February 22, 2010

Believe in Miracles

Yesterday, after the professional Russian hockey players beat the professional Czech hockey players (and before the professional U.S. hockey players beat the professional Canadian hockey players), NBC aired a terrific segment about the 1980 U.S. amateur hockey team that, against all odds, defeated the unbeatable Russian national team and went on to win the gold medal. It was such a moving moment in sports history that I wish I'd been old enough to have any level of understanding, reasoning or memory. Alas, I was probably napping when it happened, but I did eventually see Miracle.

Seeing the nation rally behind a team of virtually unknown but amazingly talented athletes led me to the conclusion that by continuing to allow professional athletes to compete in the Olympic games, we are ensuring that there will never again be any Miracle on Ice moments. And aren't those moments that the Olympics should be about?

The Olympic games should be a chance for the little guys to show off the athleticism and skill that they practice tirelessly day-in and day-out. Those athletes shouldn't be relegated to sitting at home eating pizza and wishing for their chance. The Olympic Games are their stage. What message are we sending when we tell our up-and-coming athletes to ride the pine while we send in the professionals to take care of business and appease the greedy political machines.

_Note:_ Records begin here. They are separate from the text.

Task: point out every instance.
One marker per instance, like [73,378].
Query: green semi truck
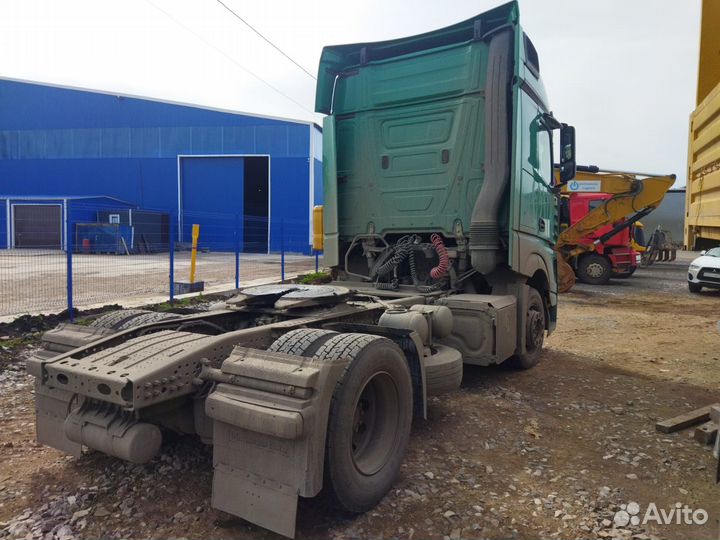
[440,219]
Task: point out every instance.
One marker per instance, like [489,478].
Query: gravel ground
[554,452]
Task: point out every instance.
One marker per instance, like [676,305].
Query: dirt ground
[34,281]
[553,452]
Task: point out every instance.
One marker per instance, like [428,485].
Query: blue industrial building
[244,178]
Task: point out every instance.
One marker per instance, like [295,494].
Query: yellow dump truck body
[702,202]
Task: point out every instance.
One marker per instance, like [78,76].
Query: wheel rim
[535,328]
[595,270]
[375,422]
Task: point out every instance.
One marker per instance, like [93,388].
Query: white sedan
[705,271]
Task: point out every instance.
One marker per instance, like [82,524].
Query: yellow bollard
[193,256]
[318,238]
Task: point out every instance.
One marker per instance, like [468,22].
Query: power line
[278,49]
[226,55]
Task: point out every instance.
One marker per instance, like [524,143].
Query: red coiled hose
[444,264]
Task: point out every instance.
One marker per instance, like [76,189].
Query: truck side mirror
[567,153]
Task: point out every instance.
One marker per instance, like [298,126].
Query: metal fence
[106,256]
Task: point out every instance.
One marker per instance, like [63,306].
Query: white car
[705,271]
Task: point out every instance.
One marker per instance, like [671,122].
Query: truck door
[538,213]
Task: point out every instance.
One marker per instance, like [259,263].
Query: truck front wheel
[369,422]
[534,332]
[594,269]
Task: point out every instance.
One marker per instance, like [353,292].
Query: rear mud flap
[51,410]
[268,504]
[269,428]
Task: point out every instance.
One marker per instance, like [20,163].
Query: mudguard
[269,427]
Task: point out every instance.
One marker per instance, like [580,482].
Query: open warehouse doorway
[37,226]
[227,195]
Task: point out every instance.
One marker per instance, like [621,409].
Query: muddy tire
[302,342]
[594,269]
[147,318]
[443,371]
[369,422]
[534,333]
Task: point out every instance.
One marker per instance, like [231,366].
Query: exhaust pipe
[484,232]
[102,427]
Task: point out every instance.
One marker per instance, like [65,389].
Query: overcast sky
[624,72]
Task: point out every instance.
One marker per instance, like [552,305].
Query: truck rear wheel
[534,332]
[302,342]
[594,269]
[369,422]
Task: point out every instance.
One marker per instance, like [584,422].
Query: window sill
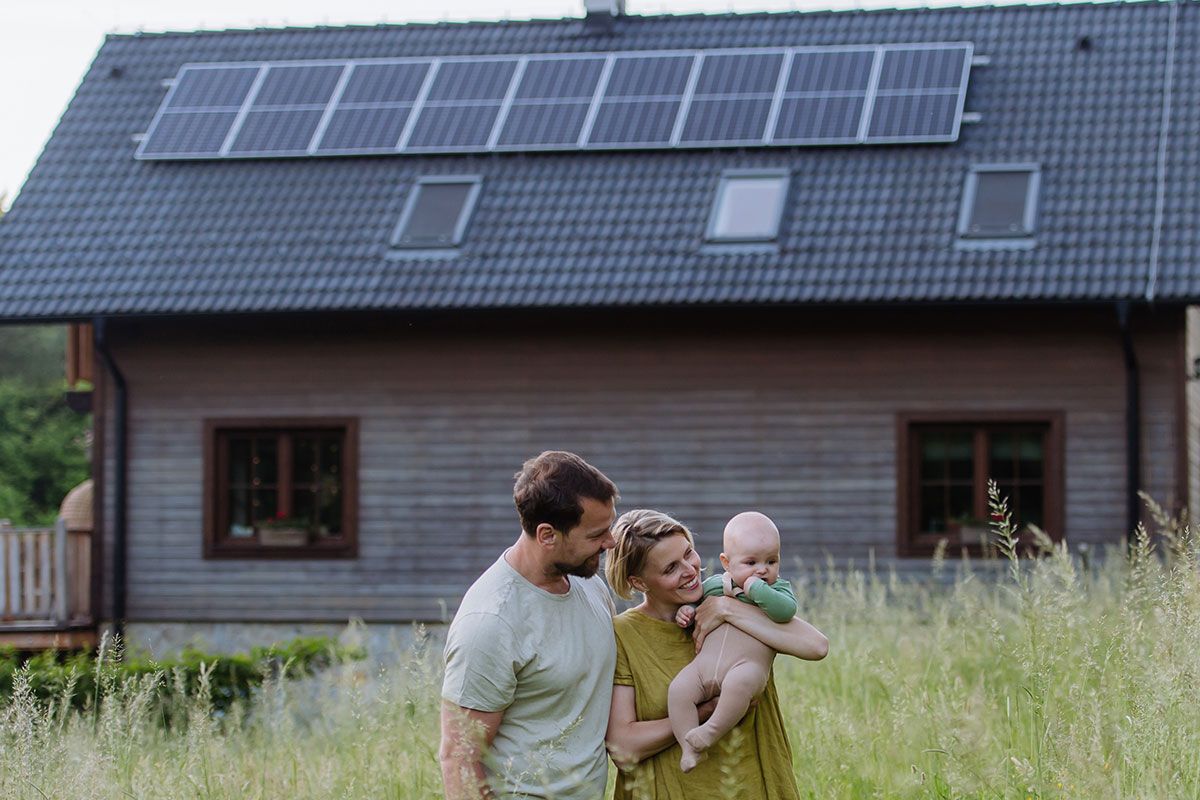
[1012,242]
[281,553]
[739,248]
[399,253]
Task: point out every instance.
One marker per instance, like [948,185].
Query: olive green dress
[753,762]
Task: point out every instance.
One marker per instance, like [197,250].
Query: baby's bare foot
[689,761]
[699,739]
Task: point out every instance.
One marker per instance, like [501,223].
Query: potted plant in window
[283,531]
[972,530]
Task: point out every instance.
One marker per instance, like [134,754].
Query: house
[838,266]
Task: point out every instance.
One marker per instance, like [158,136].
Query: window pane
[933,457]
[263,505]
[1031,456]
[304,461]
[239,515]
[304,506]
[239,462]
[265,462]
[331,458]
[1032,506]
[749,208]
[999,205]
[1000,463]
[933,509]
[435,214]
[960,456]
[961,503]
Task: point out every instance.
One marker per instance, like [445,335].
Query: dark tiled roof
[95,232]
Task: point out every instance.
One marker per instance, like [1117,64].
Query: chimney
[600,14]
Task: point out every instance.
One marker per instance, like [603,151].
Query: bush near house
[1061,680]
[83,680]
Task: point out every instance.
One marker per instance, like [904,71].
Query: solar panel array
[594,101]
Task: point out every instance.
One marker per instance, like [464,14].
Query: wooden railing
[45,576]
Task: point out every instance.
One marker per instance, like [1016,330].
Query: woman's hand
[684,615]
[711,614]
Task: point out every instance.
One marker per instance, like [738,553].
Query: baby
[731,662]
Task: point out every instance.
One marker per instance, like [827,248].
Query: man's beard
[585,570]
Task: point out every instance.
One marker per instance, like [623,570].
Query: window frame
[911,542]
[465,215]
[215,497]
[971,187]
[730,175]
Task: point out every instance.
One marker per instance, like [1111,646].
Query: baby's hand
[685,615]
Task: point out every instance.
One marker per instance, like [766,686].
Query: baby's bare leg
[743,681]
[687,691]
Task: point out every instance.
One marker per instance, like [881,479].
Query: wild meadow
[1061,679]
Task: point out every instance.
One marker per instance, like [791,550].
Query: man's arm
[467,735]
[795,637]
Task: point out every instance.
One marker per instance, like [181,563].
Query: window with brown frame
[281,488]
[946,463]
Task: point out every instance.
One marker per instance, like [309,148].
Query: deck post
[61,602]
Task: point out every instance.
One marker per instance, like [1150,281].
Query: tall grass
[1060,680]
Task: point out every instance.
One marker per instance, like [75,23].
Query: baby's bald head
[750,531]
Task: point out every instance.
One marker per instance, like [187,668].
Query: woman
[655,555]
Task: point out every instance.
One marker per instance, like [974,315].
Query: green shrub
[83,678]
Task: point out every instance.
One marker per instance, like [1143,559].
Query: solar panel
[384,83]
[641,101]
[361,130]
[276,132]
[598,101]
[213,88]
[298,85]
[919,95]
[732,98]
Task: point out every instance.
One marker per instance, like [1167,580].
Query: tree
[43,445]
[43,451]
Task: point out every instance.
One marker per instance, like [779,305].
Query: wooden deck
[45,588]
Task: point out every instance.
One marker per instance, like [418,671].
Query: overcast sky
[47,44]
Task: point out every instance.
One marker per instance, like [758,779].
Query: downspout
[1133,425]
[1164,131]
[120,468]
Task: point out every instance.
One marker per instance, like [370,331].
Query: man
[531,654]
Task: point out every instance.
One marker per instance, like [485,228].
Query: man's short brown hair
[550,486]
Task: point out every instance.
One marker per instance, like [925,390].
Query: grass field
[1056,681]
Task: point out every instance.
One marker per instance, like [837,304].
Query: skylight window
[1000,202]
[437,211]
[749,206]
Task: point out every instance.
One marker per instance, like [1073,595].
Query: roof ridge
[642,18]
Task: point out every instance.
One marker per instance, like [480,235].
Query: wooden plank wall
[700,421]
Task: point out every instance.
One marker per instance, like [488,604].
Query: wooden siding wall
[799,423]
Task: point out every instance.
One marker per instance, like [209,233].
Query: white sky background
[47,44]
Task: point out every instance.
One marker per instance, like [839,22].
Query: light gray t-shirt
[546,661]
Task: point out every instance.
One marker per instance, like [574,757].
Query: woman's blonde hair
[636,533]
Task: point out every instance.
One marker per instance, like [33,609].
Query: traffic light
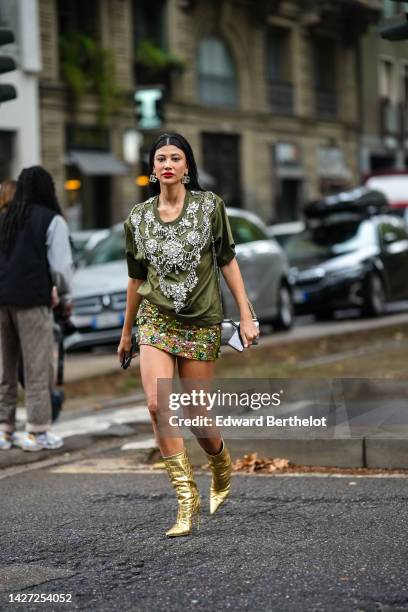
[7,64]
[396,29]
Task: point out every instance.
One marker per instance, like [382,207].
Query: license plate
[109,319]
[300,297]
[82,321]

A fan of professional sports (the NBA excluded), I understand the ferocity of the American competitive spirit. I love sports and wouldn't trade our freedom of professional sporting for anything, but would it be unimaginably painful to gate check our egos and put the popularity contest on hold for a couple of weeks every few years to give anonymous talent its chance to shine?

Selecting the best of our professional athletes to make up the "national teams" does nothing to ignite the national spirit that is the basis of the Games. It doesn't demonstrate our unity through diversity nor does it showcase our faith in the future of this country. All it does is prove that we're good at keeping statistics, that we can create a roster of professional athletes who have the best ones, and that we're too arrogant, lazy, disinterested, [insert your own adjective here] to look any further. We are missing the forest.

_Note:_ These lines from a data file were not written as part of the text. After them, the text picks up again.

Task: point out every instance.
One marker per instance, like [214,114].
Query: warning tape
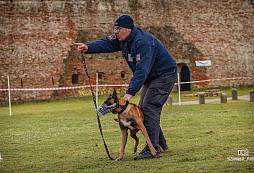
[87,86]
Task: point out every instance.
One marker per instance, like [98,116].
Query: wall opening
[74,79]
[101,75]
[21,83]
[185,77]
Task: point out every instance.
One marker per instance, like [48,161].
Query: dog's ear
[114,94]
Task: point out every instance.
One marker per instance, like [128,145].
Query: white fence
[97,85]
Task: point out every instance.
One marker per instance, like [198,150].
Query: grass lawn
[63,136]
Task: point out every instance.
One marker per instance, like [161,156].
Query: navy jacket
[145,54]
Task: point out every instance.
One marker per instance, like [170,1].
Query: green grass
[240,92]
[63,136]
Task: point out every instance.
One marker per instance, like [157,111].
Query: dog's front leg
[123,144]
[148,141]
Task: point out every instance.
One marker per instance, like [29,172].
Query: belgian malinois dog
[131,117]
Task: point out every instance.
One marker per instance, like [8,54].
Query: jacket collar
[132,34]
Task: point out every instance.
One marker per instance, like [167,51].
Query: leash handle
[94,100]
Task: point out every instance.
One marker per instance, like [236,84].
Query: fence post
[97,89]
[169,100]
[234,94]
[179,89]
[223,98]
[252,96]
[201,97]
[9,94]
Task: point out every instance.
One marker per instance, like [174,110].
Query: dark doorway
[185,77]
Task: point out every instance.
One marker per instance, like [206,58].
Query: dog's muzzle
[103,109]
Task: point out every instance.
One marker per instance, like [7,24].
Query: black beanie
[125,21]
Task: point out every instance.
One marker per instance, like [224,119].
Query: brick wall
[37,41]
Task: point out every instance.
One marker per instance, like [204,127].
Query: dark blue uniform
[145,54]
[153,67]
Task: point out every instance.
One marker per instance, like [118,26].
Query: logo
[112,37]
[243,155]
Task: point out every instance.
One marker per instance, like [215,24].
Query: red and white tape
[87,86]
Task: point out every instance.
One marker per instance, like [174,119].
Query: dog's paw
[118,159]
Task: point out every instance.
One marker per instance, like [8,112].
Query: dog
[131,117]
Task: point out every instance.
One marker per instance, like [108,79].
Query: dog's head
[110,105]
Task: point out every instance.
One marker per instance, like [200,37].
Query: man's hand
[127,97]
[81,47]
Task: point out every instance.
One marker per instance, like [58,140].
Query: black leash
[94,100]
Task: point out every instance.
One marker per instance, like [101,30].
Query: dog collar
[123,108]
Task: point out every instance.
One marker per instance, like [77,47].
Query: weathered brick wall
[37,38]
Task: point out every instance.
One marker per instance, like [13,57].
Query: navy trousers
[153,96]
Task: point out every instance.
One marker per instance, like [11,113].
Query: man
[153,68]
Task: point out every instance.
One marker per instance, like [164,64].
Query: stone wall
[37,41]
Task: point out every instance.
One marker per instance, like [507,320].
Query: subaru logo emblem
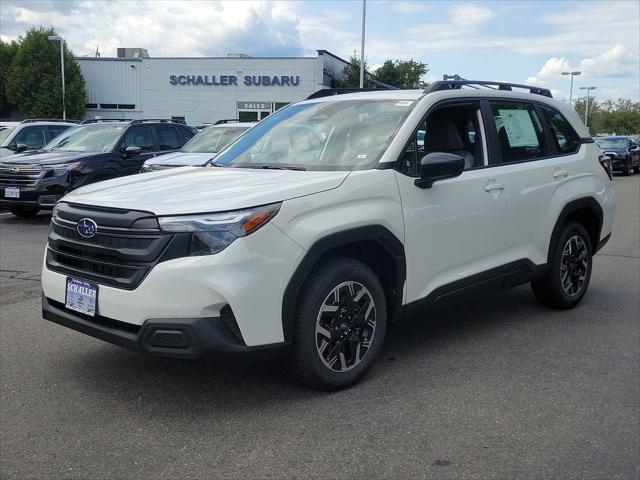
[87,227]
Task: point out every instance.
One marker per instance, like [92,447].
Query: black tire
[550,290]
[349,331]
[24,212]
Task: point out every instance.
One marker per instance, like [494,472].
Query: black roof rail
[32,120]
[157,120]
[459,83]
[100,120]
[226,120]
[327,92]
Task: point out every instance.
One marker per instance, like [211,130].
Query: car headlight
[213,232]
[62,168]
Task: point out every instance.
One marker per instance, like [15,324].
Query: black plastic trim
[377,233]
[199,337]
[579,204]
[493,280]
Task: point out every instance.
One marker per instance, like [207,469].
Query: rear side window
[520,131]
[563,134]
[168,138]
[138,137]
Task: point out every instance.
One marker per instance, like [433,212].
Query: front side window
[520,131]
[450,129]
[138,137]
[333,135]
[32,137]
[168,138]
[4,133]
[95,138]
[565,137]
[611,142]
[213,139]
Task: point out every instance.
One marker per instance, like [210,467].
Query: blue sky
[518,41]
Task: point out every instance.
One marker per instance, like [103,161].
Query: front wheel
[569,273]
[24,212]
[341,322]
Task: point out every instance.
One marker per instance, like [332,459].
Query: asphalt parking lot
[497,388]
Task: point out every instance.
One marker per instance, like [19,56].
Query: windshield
[612,142]
[213,139]
[86,138]
[4,133]
[335,135]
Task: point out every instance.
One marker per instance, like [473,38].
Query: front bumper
[187,338]
[44,194]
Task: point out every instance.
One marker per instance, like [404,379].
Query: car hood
[204,189]
[180,159]
[45,158]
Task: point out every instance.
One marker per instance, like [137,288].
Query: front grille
[27,176]
[119,254]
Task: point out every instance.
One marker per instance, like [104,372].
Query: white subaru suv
[329,220]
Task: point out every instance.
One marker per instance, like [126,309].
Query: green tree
[7,53]
[621,117]
[33,82]
[402,73]
[351,74]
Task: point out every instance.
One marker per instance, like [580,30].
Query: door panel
[453,230]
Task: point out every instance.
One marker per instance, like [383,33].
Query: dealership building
[199,90]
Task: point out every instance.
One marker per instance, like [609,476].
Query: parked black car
[623,151]
[93,151]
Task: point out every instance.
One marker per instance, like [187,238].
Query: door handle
[493,187]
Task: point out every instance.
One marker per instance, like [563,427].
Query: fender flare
[376,233]
[575,205]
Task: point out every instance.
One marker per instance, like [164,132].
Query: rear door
[540,154]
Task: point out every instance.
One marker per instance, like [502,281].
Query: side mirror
[132,151]
[438,166]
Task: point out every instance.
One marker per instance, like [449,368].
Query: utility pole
[586,110]
[573,74]
[57,38]
[364,14]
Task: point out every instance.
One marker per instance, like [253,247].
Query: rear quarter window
[564,136]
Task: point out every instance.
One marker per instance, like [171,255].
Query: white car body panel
[207,189]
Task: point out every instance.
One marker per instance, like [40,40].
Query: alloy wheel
[574,265]
[345,326]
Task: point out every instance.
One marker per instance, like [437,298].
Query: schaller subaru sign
[229,80]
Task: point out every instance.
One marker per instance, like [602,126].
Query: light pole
[57,38]
[586,112]
[364,14]
[573,74]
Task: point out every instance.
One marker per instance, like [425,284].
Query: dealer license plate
[81,296]
[12,192]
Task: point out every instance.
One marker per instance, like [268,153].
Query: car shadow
[190,386]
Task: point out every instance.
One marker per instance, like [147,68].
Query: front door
[458,227]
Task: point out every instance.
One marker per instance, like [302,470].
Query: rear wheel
[24,212]
[569,273]
[340,325]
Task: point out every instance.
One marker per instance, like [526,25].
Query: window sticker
[519,128]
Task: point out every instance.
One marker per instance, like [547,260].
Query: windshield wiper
[270,166]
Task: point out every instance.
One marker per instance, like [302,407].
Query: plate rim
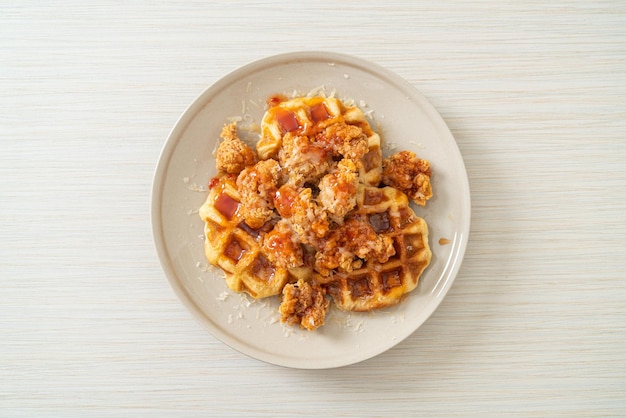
[175,135]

Have you ever attended a high school basketball game? College hockey? Heck, intramural volleyball? You'd be hard pressed to find more heart in someone who earns millions of dollars a year for lacing up his shoes and waving to the crowd than in a teenager who's standing at the plate hearing his hometown cheering in the stands.

Call me crazy, but when it comes to the team I want to see representing my country and me in a world-wide competition, I want to see real people who are like me (but without all of the insecurity and ADD and with more dedication). I don't want to see paid celebrities that I can see every night on ESPN or Dancing with the Stars. I'm talking the Jerry Rice's and Emmitt Smith's here, not the Shawn Johnson's and Apolo Ohno's, whose Olympian status was the reason they were on the show.

I may be on my own, but I would much rather watch a team with a heart full of pride and promise lose than a humdrum "team that can't lose" take the gold Olympiad after Olympiad after Olympiad. That sounds dull and opposite to the Olympic Creed:


"The most important thing in the Olympic Games is not to win but to take part, just as the most important thing in life is not the triumph but the struggle. The essential thing is not to have conquered but to have fought well."

If not during the Olympics, when will the passionately hopeful have their moment?

In the meantime: Go USA!


You know what? While I'm at it: Go Moldova!